Memungkinkan lebih ramping

Direktur Pusat Kebijakan Publik dan Hukum (Puskapkum) Ferdian Andi pendapat, dalam draf RUU versi 1.035, 905 halaman mengalami perubahan dalam versi 812 yang menjadi draf resmi UU Cipta Kerja. Dalam UU Cipta Kerja banyak menggunakan frasa “diatur dalam peraturan pemerintah” ketimbang “diatur dengan peraturan pemerintah”. Konsekuensi menggunakan frasa “dalam PP” memungkinkan banyak ketentuan diatur dalam satu ataupun Perpres.

“Kalau diatur menggunakan frasa ‘diatur dengan PP’, maka hanya mendelegasikan satu PP atau Perpres.

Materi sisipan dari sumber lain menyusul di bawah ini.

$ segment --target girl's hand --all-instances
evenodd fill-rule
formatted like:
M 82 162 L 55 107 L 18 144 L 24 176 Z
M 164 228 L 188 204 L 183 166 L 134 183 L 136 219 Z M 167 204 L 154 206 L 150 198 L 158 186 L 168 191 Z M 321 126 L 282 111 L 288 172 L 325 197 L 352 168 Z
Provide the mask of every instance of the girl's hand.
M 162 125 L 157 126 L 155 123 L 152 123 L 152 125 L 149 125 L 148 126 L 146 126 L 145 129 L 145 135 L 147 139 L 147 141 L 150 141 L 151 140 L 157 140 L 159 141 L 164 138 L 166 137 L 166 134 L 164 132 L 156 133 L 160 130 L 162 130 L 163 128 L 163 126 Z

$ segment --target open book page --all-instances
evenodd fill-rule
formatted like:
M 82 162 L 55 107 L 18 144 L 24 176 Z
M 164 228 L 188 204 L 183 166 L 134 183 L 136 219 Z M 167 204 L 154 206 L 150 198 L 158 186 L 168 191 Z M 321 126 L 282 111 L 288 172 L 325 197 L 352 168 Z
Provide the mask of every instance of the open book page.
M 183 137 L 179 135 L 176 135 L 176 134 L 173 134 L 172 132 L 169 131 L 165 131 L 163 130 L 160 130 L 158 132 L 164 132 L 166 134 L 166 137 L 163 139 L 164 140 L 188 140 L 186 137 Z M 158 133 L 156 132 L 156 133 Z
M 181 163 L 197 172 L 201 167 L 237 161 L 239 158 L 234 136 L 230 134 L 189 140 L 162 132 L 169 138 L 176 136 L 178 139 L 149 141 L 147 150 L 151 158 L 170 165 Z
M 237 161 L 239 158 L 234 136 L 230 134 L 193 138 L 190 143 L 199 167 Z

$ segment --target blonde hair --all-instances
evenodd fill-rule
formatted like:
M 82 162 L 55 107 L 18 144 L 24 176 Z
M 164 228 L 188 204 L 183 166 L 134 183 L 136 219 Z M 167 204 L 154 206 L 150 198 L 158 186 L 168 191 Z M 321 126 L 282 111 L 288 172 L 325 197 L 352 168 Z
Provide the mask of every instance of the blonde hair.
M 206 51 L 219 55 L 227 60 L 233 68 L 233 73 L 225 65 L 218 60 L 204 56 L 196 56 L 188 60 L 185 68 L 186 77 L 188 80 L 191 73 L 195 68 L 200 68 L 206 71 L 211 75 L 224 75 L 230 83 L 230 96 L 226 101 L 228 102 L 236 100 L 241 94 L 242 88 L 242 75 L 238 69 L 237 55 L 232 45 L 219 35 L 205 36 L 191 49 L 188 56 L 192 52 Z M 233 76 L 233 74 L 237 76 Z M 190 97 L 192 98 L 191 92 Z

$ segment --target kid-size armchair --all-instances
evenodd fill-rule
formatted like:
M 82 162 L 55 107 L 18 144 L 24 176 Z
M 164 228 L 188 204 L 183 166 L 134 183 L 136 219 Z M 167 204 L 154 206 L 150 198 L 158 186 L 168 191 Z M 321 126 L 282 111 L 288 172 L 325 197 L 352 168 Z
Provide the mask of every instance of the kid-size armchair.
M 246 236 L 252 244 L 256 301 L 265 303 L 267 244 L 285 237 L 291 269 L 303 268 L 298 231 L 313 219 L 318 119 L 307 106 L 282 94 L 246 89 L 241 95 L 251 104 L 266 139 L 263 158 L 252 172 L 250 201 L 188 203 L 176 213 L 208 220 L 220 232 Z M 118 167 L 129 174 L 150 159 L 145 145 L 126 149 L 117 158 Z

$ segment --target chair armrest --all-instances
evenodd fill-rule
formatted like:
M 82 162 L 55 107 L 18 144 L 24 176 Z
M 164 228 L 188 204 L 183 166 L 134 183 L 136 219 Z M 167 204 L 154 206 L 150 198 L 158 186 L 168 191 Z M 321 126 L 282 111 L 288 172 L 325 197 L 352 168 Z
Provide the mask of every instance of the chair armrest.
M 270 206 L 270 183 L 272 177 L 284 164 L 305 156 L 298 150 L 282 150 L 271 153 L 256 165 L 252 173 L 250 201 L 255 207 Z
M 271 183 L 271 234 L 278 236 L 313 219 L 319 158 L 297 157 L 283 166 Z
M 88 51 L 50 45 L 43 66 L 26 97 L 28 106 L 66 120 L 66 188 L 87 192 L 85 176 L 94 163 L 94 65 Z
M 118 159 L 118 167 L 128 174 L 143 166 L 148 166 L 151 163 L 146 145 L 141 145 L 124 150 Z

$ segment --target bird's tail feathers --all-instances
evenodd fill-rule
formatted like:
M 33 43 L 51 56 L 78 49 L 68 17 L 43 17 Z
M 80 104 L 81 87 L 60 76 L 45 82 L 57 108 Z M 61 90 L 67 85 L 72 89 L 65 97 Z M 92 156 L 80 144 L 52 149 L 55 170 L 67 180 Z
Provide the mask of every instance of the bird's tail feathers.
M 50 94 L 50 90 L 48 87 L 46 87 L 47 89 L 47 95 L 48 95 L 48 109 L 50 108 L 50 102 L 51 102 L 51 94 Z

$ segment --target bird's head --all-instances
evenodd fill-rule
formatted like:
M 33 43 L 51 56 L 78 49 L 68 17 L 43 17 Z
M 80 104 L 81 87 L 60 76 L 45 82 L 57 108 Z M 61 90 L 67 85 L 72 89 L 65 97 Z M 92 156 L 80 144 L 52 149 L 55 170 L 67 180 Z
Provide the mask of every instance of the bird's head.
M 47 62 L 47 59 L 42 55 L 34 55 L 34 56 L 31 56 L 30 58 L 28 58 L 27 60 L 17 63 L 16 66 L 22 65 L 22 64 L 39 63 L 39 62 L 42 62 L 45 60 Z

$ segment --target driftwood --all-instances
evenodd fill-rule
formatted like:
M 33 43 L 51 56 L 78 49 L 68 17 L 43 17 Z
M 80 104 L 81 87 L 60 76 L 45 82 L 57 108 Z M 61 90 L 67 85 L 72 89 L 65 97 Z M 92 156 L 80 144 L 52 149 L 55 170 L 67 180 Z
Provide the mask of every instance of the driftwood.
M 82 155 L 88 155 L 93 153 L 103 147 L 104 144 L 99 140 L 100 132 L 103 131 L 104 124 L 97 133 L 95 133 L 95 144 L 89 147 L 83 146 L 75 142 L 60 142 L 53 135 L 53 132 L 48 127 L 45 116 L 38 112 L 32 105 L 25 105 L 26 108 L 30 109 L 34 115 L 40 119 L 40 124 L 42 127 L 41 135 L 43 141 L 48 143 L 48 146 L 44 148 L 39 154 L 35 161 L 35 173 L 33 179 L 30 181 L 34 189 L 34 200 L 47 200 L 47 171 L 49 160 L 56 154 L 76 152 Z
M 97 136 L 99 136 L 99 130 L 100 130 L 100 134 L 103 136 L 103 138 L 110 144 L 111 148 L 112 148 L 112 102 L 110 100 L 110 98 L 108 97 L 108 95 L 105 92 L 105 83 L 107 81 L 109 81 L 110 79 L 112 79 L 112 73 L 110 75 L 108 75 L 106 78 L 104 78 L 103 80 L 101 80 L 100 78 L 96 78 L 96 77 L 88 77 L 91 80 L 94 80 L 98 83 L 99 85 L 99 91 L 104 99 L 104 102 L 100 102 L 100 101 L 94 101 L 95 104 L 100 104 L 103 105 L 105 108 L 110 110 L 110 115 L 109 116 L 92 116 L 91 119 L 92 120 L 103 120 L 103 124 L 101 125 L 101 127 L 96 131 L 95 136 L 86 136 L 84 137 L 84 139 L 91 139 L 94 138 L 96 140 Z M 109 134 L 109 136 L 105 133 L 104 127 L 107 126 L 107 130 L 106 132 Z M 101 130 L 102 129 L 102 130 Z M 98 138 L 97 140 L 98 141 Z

Kalau dicek draf versi 812 lebih banyak menggunakan frasa ‘diatur dalam PP’. (Mungkin, red) Ada benarnya juga pernyataan Moeldoko,” ujarnya.

Dia menilai menggunakan frasa “diatur dalam PP” memungkinkan banyak ketentuan digabungkan dalam satu aturan turunan berupa PP, misalnya. Sehingga memungkinkan aturan turunan dari UU Cipta Kerja menjadi lebih ramping daripada rumusan draf awal RUU Cipta Kerja. Menurutnya, cara tersebut menjadi strategi perumus dan pembuat UU agar bisa mempercepat pembuatan aturan turunan.